Uomo suscettibile a problemi cardiovascolari: ecco perché

Come spiegano gli autori dello studio pubblicato sulla rivista Pnas, nel 15% circa degli eventi cardiovascolari che colpiscono le persone per la prima volta, dovuti all’aterosclerosi, fattori di rischio come età, colesterolo alto o obesità non hanno alcun peso. La tendenza a sviluppare problemi di questo tipo, assente persino in animali con molte somiglianze genetiche come gli scimpanzé, ha portato i ricercatori a chiedersi cosa rendesse gli umani più predisposti a infarti e altri episodi simili. Il team si è quindi focalizzato sul ruolo di un gene perso dagli umani in seguito a una mutazione genetica occorsa tra due e tre milioni di anni fa: CMAH, com’è chiamato, è responsabile della produzione della molecola Neu5Gc, o acido N-glicolilneuraminico, presente peraltro anche nella carne rossa.

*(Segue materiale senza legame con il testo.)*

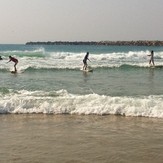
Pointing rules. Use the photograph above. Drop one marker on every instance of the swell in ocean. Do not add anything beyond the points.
(27, 97)
(41, 59)
(62, 102)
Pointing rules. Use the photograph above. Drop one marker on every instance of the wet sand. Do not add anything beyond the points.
(39, 138)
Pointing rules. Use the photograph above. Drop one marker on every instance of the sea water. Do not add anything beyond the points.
(51, 111)
(50, 80)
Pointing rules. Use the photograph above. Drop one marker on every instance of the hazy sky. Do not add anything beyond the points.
(80, 20)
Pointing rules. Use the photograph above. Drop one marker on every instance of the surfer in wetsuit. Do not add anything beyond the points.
(151, 58)
(13, 60)
(85, 61)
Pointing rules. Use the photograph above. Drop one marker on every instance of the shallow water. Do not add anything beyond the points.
(73, 138)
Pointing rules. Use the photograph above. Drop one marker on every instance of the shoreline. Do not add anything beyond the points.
(96, 43)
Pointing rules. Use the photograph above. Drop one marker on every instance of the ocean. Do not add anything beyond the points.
(120, 100)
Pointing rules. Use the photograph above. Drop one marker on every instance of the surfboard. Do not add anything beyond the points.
(87, 70)
(13, 72)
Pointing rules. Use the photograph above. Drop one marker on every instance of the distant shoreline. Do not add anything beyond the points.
(107, 43)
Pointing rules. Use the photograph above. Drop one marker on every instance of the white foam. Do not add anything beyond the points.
(61, 102)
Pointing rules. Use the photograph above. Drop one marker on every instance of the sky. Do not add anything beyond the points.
(22, 21)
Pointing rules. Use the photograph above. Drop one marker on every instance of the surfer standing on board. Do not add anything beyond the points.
(151, 58)
(85, 61)
(13, 60)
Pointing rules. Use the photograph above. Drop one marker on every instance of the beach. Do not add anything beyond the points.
(84, 139)
(52, 111)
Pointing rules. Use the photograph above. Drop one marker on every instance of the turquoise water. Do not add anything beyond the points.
(49, 80)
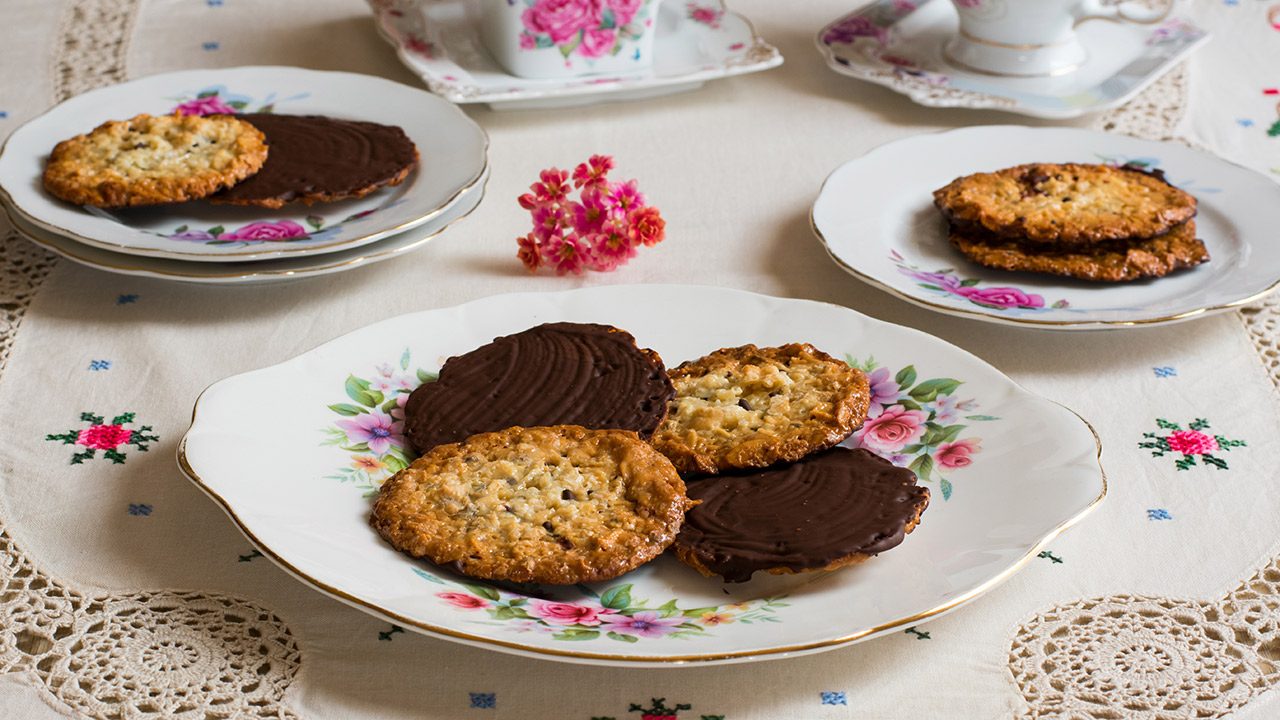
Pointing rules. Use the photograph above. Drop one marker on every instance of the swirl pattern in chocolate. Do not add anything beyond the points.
(554, 374)
(312, 159)
(832, 509)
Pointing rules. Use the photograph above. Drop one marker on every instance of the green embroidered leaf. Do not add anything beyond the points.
(359, 391)
(668, 607)
(905, 377)
(929, 390)
(617, 598)
(484, 591)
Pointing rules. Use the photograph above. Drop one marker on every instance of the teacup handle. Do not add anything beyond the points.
(1096, 10)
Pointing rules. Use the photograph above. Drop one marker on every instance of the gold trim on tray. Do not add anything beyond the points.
(663, 660)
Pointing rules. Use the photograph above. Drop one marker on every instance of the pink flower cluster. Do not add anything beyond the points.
(599, 231)
(581, 22)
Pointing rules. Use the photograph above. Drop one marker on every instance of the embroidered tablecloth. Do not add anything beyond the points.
(128, 593)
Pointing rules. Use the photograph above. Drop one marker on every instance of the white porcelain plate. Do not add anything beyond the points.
(453, 153)
(899, 45)
(695, 41)
(877, 219)
(277, 269)
(302, 492)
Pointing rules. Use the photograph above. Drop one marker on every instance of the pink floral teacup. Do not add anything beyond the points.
(560, 39)
(1031, 37)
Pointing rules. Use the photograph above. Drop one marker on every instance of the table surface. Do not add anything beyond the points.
(131, 593)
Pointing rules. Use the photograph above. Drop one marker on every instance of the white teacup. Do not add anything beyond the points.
(1031, 37)
(563, 39)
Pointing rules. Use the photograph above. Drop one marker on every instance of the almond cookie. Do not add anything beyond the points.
(554, 374)
(1065, 204)
(152, 160)
(1109, 261)
(318, 159)
(833, 509)
(553, 505)
(753, 406)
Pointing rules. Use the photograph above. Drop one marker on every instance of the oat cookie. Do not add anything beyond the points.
(552, 505)
(553, 374)
(319, 159)
(1065, 203)
(754, 406)
(152, 160)
(832, 509)
(1106, 261)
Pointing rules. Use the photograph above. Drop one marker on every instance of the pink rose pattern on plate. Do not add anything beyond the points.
(371, 427)
(612, 614)
(592, 28)
(992, 297)
(915, 423)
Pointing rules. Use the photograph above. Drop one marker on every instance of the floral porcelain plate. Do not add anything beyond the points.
(275, 269)
(695, 41)
(899, 44)
(1008, 470)
(453, 154)
(877, 219)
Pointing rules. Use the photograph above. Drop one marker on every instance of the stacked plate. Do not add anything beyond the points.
(220, 244)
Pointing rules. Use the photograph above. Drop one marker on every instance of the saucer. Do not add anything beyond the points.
(453, 151)
(876, 217)
(254, 272)
(899, 45)
(695, 41)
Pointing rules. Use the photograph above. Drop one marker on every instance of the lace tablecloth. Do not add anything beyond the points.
(128, 595)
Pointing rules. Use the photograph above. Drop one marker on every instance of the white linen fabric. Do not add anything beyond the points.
(131, 595)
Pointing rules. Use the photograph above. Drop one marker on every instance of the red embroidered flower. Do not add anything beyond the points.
(1192, 442)
(104, 437)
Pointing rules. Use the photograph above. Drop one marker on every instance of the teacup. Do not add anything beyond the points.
(1031, 37)
(563, 39)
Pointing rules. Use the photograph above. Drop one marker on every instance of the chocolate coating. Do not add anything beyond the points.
(314, 158)
(828, 509)
(553, 374)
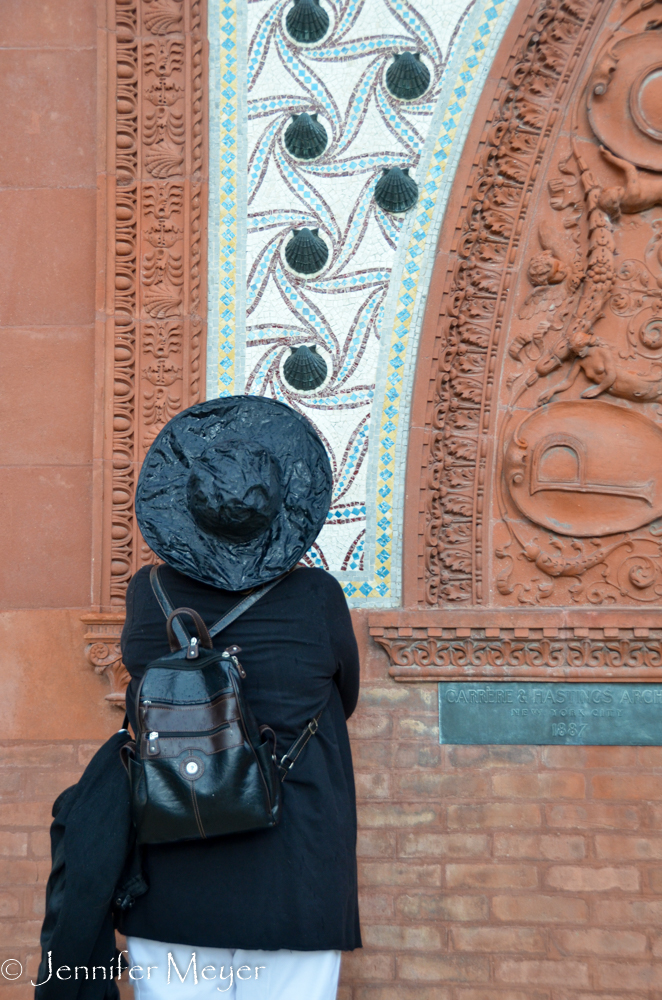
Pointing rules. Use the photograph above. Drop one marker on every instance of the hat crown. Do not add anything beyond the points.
(235, 489)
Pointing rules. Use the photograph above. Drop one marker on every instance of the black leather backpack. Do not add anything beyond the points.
(200, 765)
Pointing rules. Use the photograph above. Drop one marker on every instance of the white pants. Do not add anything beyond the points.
(157, 970)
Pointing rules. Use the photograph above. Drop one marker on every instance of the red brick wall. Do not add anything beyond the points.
(487, 873)
(500, 873)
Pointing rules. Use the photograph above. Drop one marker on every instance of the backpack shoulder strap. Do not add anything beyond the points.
(218, 626)
(242, 606)
(166, 607)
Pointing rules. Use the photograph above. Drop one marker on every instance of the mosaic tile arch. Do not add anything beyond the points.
(363, 311)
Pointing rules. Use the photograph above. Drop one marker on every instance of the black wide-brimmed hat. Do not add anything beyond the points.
(234, 491)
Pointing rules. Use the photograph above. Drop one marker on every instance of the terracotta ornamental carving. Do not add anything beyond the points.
(539, 526)
(152, 283)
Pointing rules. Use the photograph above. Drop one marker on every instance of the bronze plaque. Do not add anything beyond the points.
(550, 713)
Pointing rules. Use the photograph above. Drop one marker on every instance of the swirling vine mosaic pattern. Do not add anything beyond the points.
(341, 310)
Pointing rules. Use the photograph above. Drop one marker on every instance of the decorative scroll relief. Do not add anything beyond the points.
(544, 478)
(152, 266)
(103, 653)
(542, 494)
(158, 202)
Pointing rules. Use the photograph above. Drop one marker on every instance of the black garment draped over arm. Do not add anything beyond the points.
(293, 886)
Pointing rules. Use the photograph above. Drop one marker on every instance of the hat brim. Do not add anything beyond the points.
(168, 526)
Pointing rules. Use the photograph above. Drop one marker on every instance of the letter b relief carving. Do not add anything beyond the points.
(541, 499)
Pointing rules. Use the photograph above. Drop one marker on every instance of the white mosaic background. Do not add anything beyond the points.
(364, 310)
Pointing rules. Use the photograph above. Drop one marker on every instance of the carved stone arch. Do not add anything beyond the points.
(543, 324)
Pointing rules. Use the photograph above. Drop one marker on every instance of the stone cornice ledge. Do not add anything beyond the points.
(550, 644)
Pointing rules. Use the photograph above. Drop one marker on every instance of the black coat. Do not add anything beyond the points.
(293, 886)
(91, 839)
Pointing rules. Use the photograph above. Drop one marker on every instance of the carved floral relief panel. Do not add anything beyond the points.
(541, 495)
(546, 487)
(150, 323)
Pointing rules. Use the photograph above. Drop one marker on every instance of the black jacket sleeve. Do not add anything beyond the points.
(343, 642)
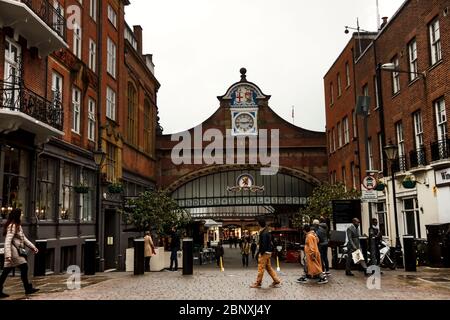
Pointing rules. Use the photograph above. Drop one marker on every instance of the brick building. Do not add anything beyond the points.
(404, 70)
(66, 73)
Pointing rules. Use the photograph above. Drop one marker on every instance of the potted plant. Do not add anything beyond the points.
(81, 188)
(115, 188)
(409, 182)
(380, 185)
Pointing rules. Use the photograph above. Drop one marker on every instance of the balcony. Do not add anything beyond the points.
(38, 21)
(21, 108)
(440, 151)
(418, 158)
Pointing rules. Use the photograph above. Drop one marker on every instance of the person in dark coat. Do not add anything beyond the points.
(353, 244)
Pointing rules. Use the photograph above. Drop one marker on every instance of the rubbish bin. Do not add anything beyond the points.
(188, 256)
(90, 256)
(409, 252)
(139, 267)
(39, 258)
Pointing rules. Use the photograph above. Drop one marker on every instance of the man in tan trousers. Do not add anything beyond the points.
(264, 256)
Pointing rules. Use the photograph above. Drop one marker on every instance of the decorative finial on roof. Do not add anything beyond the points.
(243, 74)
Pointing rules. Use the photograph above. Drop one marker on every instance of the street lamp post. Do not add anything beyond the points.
(99, 158)
(391, 151)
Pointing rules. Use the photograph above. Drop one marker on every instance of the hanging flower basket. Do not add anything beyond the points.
(115, 188)
(409, 184)
(81, 189)
(380, 186)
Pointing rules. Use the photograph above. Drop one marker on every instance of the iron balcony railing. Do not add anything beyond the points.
(440, 149)
(53, 17)
(418, 157)
(18, 98)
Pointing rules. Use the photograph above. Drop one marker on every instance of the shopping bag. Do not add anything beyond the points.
(357, 256)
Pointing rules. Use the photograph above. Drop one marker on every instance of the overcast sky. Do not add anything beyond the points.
(287, 46)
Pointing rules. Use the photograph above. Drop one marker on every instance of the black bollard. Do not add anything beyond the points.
(188, 256)
(39, 258)
(409, 252)
(139, 265)
(90, 256)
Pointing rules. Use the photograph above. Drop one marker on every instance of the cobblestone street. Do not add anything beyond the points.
(208, 283)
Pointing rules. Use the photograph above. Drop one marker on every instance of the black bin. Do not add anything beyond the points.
(39, 258)
(409, 253)
(188, 256)
(139, 265)
(90, 258)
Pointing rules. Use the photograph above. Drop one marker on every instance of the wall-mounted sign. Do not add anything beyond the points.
(442, 177)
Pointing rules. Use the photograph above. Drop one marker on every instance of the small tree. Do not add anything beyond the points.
(320, 203)
(156, 211)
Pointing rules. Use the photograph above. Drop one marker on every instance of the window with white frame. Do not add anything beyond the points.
(346, 130)
(111, 59)
(331, 93)
(91, 119)
(395, 76)
(355, 124)
(77, 40)
(380, 144)
(400, 144)
(418, 130)
(110, 103)
(76, 110)
(112, 16)
(339, 130)
(92, 54)
(370, 150)
(339, 85)
(412, 59)
(93, 9)
(353, 172)
(435, 41)
(441, 119)
(347, 74)
(57, 89)
(411, 217)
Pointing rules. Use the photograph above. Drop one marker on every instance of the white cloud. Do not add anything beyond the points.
(199, 46)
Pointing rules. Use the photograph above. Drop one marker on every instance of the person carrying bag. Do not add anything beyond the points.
(15, 252)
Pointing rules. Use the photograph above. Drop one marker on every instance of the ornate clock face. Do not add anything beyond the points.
(244, 122)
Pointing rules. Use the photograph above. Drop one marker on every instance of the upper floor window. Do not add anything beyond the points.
(347, 74)
(435, 41)
(339, 85)
(77, 41)
(76, 110)
(111, 61)
(112, 16)
(395, 76)
(441, 119)
(110, 104)
(93, 9)
(412, 59)
(92, 54)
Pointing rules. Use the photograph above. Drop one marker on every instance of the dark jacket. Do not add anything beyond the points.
(175, 242)
(322, 234)
(265, 241)
(353, 238)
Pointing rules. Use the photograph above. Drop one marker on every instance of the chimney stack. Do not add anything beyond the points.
(384, 23)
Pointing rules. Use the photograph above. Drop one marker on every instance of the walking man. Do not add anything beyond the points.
(265, 254)
(174, 248)
(375, 237)
(353, 244)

La stessa mutazione genetica fa correre più a lungo

Per accertare il ruolo giocato da queste componenti, e dalla loro mancanza, i ricercatori hanno condotto poi un esperimento su topi geneticamente modificati, privati proprio del gene CMAH. In questi animali, il rischio di attacchi di cuore e altri problemi cardiaci risultava pressoché raddoppiato rispetto ai roditori che avevano mantenuto il gene e quindi la presenza di molecole Neu5Gc. Per osservare i potenziali effetti di una dieta carnivora, inoltre, i ricercatori hanno sottoposto i topi modificati a un’alimentazione ricca di grassi e di acido N-glicolilneuraminico, notando un’ulteriore aumento del rischio di aterosclerosi rispetto agli animali senza la mutazione genetica nutriti con la stessa dieta. Secondo Ajit Vark, tra gli autori dello studio, quanto osservato spiegherebbe perché “anche i vegetariani, privi di altri fattori di rischio cardiovascolare, siano comunque suscettibili a questo tipo di problemi”. Curiosamente, la perdita del gene CMAH avrebbe causato negli umani anche altri cambiamenti, riducendo la fertilità e aumentando invece l’abilità di correre su lunghe distanze.